The ORR was 44% in the nonsquamous (n = 16) group who received tislelizumab, 80% in the squamous group who received the PD-1 inhibitor with paclitaxel and platinum-based therapy (n = 15), and 77% in the squamous group who were administered tislelizumab combined with gemcitabine and platinum-based therapy (n = 6).
With regard to safety, grade ≥3 events reported in >15% of patients included decreased neutrophil counts (n = 25) and anemia (n = 9). Immune-related events reported with the PD-1 inhibitor were decreased triiodothyronine, hyperthyroidism, hypothyroidism, and pyrexia (n = 2, each). One patient with squamous disease had fatal myocarditis/myositis after receiving just 1 treatment cycle. Other toxicities resolved by interrupting treatment (n = 30), discontinuing treatment (n = 4), or through the use of other appropriate treatment.

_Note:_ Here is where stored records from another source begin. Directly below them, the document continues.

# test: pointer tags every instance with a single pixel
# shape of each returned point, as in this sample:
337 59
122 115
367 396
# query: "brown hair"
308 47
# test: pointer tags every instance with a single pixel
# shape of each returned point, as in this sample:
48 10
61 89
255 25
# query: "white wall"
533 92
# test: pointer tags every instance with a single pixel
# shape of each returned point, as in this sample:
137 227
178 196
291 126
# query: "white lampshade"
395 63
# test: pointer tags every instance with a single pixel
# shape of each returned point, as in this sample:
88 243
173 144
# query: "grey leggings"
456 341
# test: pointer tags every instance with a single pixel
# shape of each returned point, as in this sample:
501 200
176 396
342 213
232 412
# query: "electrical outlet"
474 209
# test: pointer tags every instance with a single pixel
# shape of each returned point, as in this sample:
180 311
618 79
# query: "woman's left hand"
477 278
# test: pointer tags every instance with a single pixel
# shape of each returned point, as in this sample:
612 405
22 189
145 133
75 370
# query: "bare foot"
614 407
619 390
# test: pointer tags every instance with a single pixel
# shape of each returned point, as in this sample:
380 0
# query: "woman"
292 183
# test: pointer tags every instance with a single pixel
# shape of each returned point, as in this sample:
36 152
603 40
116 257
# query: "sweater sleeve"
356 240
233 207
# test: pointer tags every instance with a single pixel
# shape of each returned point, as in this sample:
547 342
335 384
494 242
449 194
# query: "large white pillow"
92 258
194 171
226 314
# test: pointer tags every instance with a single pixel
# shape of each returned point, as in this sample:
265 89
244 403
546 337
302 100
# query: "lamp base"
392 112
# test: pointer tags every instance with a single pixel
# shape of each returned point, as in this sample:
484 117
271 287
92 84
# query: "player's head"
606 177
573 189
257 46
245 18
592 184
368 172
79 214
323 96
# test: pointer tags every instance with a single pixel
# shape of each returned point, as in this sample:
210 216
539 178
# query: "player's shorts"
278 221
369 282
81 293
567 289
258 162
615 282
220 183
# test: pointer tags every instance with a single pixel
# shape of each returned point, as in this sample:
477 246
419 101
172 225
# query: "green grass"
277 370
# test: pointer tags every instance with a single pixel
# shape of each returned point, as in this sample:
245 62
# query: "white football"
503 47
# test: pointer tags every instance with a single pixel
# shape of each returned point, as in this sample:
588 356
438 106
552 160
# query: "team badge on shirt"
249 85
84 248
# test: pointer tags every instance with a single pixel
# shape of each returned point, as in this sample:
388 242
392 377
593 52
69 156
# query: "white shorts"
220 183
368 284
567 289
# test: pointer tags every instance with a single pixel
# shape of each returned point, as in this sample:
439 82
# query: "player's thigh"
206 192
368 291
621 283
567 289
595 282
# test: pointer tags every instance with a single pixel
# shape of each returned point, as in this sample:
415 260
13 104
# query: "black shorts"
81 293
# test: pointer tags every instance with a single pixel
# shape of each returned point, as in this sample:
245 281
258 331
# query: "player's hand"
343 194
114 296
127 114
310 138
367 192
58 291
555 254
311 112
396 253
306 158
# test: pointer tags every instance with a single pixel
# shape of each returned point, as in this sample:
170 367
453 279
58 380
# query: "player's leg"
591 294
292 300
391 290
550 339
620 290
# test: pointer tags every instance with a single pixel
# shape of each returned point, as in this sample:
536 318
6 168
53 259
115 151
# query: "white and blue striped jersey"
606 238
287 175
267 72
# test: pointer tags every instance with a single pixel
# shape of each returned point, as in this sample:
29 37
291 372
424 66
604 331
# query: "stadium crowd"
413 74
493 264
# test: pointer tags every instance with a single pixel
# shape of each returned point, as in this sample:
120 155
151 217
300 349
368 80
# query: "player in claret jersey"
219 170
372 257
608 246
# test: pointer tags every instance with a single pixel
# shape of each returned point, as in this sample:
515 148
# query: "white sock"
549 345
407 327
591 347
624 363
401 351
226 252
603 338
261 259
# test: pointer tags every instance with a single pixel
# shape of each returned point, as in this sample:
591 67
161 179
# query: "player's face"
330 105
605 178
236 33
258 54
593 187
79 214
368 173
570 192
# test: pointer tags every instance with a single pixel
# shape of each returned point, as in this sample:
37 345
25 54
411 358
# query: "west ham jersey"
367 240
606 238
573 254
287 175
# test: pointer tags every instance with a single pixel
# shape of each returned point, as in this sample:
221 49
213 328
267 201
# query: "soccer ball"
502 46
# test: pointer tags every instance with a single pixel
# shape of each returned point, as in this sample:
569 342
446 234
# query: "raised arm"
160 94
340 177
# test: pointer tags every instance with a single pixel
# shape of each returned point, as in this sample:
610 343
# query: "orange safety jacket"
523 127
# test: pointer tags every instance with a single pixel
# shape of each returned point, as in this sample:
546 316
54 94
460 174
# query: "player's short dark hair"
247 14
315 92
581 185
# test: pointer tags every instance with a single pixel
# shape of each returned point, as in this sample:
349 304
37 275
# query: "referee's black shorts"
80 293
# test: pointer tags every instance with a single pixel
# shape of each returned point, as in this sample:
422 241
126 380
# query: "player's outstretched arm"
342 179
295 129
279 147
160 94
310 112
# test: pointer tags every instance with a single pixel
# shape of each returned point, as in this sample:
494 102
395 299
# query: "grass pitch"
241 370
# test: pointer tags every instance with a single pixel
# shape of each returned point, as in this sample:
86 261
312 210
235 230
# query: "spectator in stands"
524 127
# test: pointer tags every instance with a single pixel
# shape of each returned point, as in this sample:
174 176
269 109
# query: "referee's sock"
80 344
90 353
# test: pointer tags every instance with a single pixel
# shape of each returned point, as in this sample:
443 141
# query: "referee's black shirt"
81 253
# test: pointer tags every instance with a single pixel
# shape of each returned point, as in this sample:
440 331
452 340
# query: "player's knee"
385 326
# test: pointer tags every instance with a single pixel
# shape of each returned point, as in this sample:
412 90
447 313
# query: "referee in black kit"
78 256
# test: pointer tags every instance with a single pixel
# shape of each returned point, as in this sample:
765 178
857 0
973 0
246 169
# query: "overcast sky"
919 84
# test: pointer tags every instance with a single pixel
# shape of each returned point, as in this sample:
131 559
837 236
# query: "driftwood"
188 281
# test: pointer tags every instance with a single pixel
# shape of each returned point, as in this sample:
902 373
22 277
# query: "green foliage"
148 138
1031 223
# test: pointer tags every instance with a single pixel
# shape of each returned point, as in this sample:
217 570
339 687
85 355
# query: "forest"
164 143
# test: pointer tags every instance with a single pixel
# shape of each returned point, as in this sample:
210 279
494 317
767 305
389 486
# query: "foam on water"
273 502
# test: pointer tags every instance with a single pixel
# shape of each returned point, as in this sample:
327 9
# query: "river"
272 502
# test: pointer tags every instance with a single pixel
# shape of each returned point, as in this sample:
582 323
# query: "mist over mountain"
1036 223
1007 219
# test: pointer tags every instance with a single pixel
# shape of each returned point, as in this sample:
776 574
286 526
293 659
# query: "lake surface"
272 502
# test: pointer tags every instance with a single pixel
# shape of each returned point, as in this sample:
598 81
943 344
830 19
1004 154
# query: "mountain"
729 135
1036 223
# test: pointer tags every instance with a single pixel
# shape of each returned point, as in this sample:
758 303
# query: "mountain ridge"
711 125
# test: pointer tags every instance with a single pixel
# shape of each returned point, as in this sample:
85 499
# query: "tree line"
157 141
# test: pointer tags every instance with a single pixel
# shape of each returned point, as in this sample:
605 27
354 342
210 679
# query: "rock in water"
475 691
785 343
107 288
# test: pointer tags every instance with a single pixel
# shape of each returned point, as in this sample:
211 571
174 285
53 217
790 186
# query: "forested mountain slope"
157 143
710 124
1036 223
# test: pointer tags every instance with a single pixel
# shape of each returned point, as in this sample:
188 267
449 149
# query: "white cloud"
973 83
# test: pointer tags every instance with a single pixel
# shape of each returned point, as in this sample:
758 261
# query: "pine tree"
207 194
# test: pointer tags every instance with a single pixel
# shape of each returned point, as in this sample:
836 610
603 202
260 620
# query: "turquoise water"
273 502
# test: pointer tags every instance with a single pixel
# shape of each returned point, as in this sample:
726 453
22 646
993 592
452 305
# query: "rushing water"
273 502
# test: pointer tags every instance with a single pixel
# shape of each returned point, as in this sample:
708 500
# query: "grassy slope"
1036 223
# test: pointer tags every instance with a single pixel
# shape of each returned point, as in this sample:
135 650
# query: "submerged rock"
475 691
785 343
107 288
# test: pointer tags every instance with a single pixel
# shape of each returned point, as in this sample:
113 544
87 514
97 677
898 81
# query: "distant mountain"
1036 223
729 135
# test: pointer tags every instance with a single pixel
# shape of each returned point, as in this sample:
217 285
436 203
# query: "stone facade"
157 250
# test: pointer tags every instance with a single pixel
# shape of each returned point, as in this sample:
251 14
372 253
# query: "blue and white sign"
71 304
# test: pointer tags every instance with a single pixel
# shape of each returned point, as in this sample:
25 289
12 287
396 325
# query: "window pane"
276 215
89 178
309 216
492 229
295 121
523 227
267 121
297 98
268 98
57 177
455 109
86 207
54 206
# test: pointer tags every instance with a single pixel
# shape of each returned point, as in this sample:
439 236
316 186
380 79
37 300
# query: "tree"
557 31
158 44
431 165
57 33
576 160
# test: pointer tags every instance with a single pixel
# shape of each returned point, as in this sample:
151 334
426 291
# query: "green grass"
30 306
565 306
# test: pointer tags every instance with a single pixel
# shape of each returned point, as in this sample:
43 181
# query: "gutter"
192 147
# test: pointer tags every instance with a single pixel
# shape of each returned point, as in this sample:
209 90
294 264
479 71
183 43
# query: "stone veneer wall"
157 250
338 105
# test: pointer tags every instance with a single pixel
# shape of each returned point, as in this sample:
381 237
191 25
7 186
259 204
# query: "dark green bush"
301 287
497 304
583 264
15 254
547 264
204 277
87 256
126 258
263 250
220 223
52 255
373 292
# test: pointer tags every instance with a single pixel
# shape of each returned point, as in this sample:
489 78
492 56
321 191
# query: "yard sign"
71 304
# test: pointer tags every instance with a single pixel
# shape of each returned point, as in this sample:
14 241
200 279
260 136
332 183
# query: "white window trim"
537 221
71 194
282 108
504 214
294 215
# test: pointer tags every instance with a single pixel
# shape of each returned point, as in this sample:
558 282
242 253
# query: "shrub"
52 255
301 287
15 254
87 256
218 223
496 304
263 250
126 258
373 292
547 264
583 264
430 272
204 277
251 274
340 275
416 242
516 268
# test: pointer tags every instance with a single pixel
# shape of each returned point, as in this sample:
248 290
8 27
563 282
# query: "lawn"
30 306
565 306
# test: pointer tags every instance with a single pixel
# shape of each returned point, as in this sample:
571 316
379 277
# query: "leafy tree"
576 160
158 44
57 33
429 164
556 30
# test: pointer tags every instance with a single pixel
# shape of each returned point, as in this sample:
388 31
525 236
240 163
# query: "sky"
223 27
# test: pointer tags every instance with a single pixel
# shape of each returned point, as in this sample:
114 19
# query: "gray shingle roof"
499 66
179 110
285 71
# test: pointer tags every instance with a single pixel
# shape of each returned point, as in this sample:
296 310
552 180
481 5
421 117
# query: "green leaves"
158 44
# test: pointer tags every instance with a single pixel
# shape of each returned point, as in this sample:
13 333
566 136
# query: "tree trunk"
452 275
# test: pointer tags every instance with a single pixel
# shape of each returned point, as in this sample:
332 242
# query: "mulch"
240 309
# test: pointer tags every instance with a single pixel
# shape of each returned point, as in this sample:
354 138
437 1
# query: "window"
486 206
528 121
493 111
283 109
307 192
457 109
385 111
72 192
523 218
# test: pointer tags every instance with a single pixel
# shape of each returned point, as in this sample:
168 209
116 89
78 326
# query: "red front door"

Tislelizumab is currently approved for use in China as an option for patients with classical Hodgkin lymphoma who had been given at least 2 prior therapies. The agent is also indicated for patients with locally advanced or metastatic urothelial carcinoma with PD-L1–high expression whose disease progressed either during or following treatment with a platinum-based chemotherapy, or within 12 months of neoadjuvant or adjuvant treatment with a platinum-based chemotherapy.
“Together with the previously accepted filing in patients with squamous histology, we look forward to continuing our dialogue with the Center for Drug Evaluation and to hope to bring this innovative treatment to hundreds of thousands of Chinese patients and families impacted by this devastating disease every year,” said Wu.